Design and participants
In this prospective, single-center, randomized, controlled trial, cardiac surgery patients were screened at the Fujian University Affiliated Union Hospital from October 2021 to February 2022. The inclusion criteria were as follows: patients undergoing elective cardiac surgery; aged ≥ 18 years; no dysphagia during preoperative screening; capability to communicate and understand instructions; and no pneumonia before surgery. The following patients were excluded: history of neurological diseases (dementia, cerebral infarction, etc.); open injuries in the oral cavity before surgery (such as mandible injury), and history of cancer.

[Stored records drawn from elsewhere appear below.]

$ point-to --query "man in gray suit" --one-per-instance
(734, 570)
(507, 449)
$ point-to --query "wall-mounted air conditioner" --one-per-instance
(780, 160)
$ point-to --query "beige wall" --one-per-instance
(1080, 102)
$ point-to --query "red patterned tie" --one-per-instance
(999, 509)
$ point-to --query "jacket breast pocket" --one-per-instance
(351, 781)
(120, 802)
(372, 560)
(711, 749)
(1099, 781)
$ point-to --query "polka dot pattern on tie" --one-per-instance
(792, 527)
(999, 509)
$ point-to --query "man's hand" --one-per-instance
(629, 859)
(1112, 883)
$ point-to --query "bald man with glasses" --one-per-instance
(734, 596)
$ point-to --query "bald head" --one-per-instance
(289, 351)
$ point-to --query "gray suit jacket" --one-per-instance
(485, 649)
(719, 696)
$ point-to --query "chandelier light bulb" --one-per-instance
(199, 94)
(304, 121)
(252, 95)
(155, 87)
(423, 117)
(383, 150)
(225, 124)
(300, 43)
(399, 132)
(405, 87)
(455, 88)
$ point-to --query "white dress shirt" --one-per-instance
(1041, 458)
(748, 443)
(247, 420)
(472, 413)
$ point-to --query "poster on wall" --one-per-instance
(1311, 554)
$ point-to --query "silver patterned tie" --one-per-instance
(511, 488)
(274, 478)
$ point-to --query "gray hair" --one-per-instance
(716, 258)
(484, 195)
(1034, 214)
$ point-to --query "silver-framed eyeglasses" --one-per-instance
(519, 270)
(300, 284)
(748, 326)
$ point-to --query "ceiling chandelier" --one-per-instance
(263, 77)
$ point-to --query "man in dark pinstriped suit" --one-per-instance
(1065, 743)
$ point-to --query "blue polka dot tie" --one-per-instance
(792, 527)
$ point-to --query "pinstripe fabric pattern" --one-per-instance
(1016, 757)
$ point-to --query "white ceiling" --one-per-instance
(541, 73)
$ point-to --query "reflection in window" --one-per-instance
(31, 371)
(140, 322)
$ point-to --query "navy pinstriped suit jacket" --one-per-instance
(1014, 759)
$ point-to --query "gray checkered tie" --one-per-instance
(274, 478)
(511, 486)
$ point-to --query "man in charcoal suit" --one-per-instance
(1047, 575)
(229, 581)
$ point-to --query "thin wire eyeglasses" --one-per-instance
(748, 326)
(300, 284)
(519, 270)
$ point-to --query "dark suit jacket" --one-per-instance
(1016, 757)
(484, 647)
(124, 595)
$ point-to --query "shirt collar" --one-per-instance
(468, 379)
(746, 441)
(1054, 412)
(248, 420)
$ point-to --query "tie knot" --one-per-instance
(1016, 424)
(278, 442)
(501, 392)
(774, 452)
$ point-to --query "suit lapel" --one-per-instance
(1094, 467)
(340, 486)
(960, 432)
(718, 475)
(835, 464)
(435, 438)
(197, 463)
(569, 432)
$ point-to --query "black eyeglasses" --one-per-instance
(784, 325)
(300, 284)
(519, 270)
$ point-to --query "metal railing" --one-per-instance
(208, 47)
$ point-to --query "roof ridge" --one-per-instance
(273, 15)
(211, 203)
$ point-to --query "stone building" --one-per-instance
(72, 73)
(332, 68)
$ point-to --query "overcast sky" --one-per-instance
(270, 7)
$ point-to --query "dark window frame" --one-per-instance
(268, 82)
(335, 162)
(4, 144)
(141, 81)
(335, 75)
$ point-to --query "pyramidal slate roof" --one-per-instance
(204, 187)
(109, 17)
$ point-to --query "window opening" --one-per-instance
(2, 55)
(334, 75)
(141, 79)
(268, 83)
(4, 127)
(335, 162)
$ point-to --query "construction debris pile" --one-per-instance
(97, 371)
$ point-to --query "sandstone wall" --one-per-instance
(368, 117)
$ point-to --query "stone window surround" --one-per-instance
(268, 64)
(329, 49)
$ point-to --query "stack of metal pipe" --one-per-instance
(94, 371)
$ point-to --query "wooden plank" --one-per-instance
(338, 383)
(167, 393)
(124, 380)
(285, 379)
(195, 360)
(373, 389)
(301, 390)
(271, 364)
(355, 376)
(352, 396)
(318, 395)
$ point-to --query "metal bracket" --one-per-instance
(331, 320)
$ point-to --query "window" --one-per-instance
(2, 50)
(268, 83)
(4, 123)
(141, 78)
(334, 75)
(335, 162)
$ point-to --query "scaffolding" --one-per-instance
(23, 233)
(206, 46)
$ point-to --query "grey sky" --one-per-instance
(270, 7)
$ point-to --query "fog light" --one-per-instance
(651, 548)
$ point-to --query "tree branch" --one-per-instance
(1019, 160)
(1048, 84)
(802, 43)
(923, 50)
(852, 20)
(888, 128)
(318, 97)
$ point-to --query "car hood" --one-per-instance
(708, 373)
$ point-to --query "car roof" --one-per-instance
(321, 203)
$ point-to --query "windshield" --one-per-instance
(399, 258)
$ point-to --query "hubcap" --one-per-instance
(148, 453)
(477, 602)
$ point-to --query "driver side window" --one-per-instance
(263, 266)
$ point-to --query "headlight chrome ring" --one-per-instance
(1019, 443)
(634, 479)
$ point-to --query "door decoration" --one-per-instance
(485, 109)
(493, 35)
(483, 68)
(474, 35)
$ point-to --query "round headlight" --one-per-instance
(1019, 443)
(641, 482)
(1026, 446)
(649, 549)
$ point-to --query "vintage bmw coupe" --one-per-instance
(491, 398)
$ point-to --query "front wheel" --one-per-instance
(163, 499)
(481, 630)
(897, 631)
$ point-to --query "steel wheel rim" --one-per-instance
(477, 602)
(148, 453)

In this study, the method of continuous sampling was adopted. The researcher screened the patients before surgery, invited the patients who met the inclusion criteria to participate, and informed them of the purpose, method, and significance of this study. Once the patients agreed to participate, they immediately signed the informed consent form.
All voluntary participants could withdraw from the study at any time. The study design followed the CONSORT guidelines and was approved by the Ethics Committee of the Union Hospital affiliated with Fujian Medical University (2021KY105).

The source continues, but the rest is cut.